All in a Saturday's chores? Maybe. But I hate this true story, hate beating snakes to death, hate that I have to do this stuff. I suppose I should be glad I am able to do it. And, yes, this is about Wayne, bug-, spider-, snake- and other nasty creatures-dispatcher.

And other benefits. Those were the days.

Friday, August 28, 2009

Say Say What?

I hereby take back my apology. The new season of Survivor will be in Samoa. Not in Carno.

So I am free again to engage in mild ridicule. She said, "the devil incarno."

Thursday, August 27, 2009

Say What?

You know how this family loves a good word faux pas. Here is today's. Sorry Ann. (I already told her, woke her from a nap to tell her. I said I'm sorry.)

I was watching something about Ted Kennedy, who died Tuesday night, and I must say I did not know what a great man he was. But that is not the story.

Here's the story.
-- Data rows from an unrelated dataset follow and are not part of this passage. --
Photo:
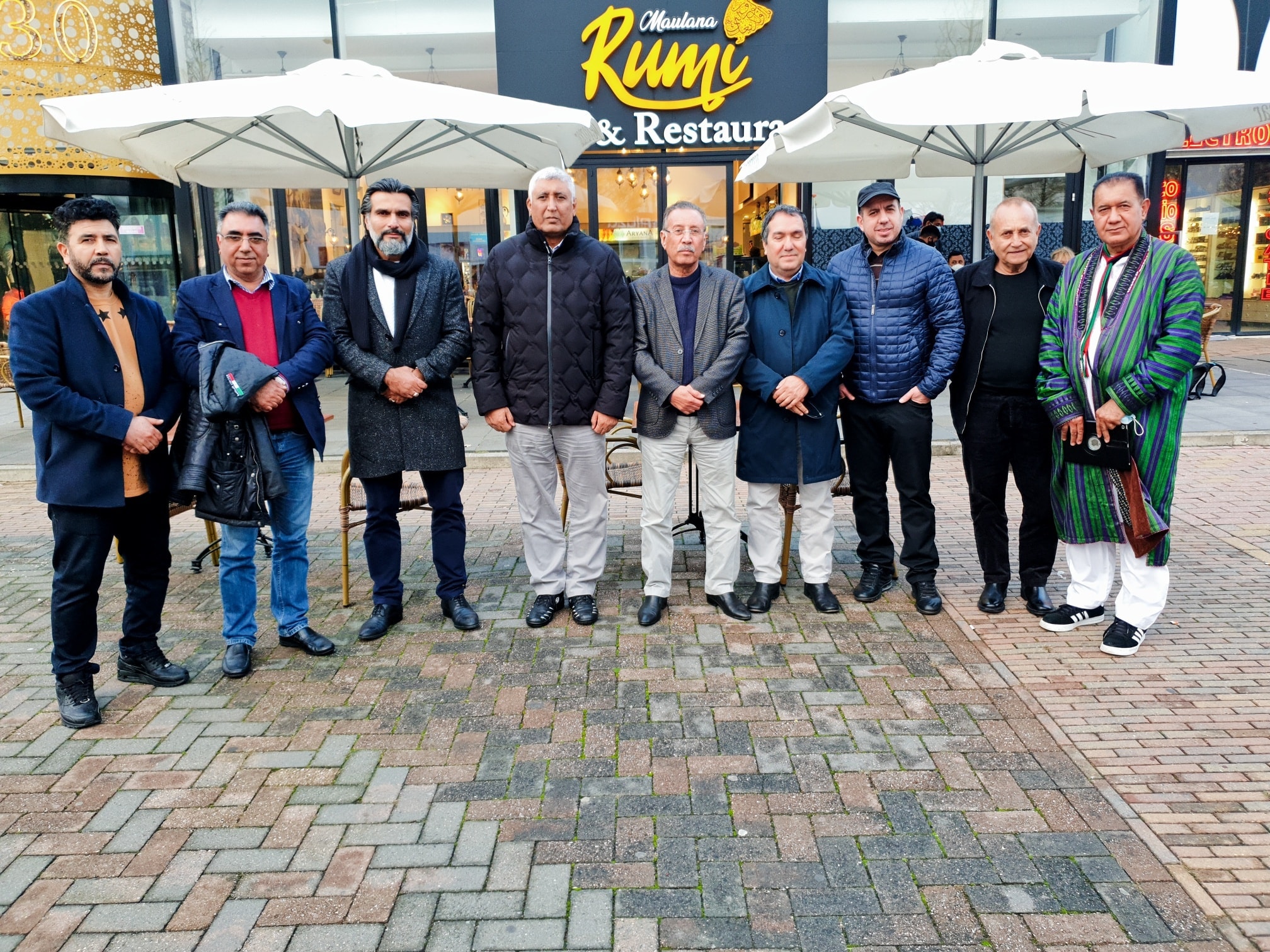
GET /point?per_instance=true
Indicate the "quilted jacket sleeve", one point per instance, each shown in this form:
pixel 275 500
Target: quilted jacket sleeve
pixel 944 312
pixel 619 348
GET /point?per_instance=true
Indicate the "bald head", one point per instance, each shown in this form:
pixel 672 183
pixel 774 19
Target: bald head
pixel 1014 234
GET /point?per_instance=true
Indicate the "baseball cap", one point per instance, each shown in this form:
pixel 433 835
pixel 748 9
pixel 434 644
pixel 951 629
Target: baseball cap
pixel 873 190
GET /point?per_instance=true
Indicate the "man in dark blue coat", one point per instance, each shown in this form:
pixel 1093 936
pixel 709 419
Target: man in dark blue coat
pixel 801 341
pixel 271 316
pixel 908 336
pixel 94 363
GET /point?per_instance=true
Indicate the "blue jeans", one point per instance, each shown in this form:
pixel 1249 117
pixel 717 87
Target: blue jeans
pixel 289 516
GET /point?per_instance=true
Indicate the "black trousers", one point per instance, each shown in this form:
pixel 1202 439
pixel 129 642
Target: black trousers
pixel 882 437
pixel 382 535
pixel 1004 433
pixel 82 543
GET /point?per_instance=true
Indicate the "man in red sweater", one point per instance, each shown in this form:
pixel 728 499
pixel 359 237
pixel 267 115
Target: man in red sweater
pixel 271 316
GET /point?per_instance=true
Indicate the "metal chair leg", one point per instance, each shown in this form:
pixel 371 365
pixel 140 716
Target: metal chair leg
pixel 789 503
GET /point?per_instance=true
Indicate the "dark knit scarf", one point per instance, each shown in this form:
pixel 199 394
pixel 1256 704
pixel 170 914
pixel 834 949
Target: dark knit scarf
pixel 353 287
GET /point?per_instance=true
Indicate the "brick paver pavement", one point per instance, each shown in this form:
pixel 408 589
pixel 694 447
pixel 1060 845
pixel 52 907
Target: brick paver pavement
pixel 873 779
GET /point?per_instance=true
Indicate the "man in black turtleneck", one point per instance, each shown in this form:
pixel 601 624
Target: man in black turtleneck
pixel 995 407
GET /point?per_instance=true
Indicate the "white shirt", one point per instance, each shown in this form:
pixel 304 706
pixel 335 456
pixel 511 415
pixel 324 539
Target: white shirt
pixel 385 286
pixel 1095 320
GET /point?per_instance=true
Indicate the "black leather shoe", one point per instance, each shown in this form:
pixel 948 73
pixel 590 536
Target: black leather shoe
pixel 729 604
pixel 238 660
pixel 544 609
pixel 992 599
pixel 149 666
pixel 825 601
pixel 761 598
pixel 76 701
pixel 651 609
pixel 460 612
pixel 583 609
pixel 307 642
pixel 382 617
pixel 876 581
pixel 927 597
pixel 1038 599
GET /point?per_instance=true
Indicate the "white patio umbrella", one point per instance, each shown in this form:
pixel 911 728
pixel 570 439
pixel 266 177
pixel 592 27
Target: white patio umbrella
pixel 1006 111
pixel 324 126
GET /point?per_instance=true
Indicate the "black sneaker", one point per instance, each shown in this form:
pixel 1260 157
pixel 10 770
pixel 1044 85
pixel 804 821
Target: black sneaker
pixel 1122 639
pixel 544 609
pixel 149 666
pixel 1067 617
pixel 583 609
pixel 76 701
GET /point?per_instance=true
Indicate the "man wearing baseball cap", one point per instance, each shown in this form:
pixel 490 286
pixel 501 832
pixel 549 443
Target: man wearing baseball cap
pixel 908 336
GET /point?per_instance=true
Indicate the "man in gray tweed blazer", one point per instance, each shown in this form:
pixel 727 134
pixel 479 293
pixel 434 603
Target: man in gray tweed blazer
pixel 401 329
pixel 691 338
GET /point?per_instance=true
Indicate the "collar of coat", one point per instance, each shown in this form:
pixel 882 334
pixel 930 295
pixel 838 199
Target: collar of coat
pixel 981 272
pixel 540 242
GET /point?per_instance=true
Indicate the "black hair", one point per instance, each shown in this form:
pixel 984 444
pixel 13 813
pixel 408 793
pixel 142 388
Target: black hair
pixel 1138 184
pixel 83 210
pixel 243 208
pixel 394 186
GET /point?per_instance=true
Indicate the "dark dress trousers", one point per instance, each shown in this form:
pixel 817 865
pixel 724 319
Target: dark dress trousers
pixel 423 434
pixel 1000 419
pixel 69 375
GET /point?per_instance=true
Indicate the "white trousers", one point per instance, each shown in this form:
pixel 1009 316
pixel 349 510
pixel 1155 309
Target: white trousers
pixel 717 478
pixel 1143 588
pixel 767 531
pixel 558 564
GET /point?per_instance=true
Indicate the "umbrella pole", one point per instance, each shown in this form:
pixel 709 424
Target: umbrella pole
pixel 355 216
pixel 980 201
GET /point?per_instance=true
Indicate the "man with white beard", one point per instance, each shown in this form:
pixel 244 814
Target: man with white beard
pixel 401 329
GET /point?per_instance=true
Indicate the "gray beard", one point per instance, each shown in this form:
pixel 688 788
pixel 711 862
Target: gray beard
pixel 394 246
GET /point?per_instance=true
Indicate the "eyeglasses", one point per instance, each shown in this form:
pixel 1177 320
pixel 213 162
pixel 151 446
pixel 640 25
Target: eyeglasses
pixel 255 239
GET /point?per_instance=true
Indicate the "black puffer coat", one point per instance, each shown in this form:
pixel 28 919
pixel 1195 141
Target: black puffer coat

A commercial came on for CBS's new season of The Survivor, and the announcer said something like, "This season may have the worst villain in Survivor history." Something like that. Then they showed one participant talking about another participant, and she said, "He just might be the devil incarno."

Yes, I'm quite sure that's what she said, even though CBS has tried to edit the commercial so that the o is not audible. It's the devil incarno.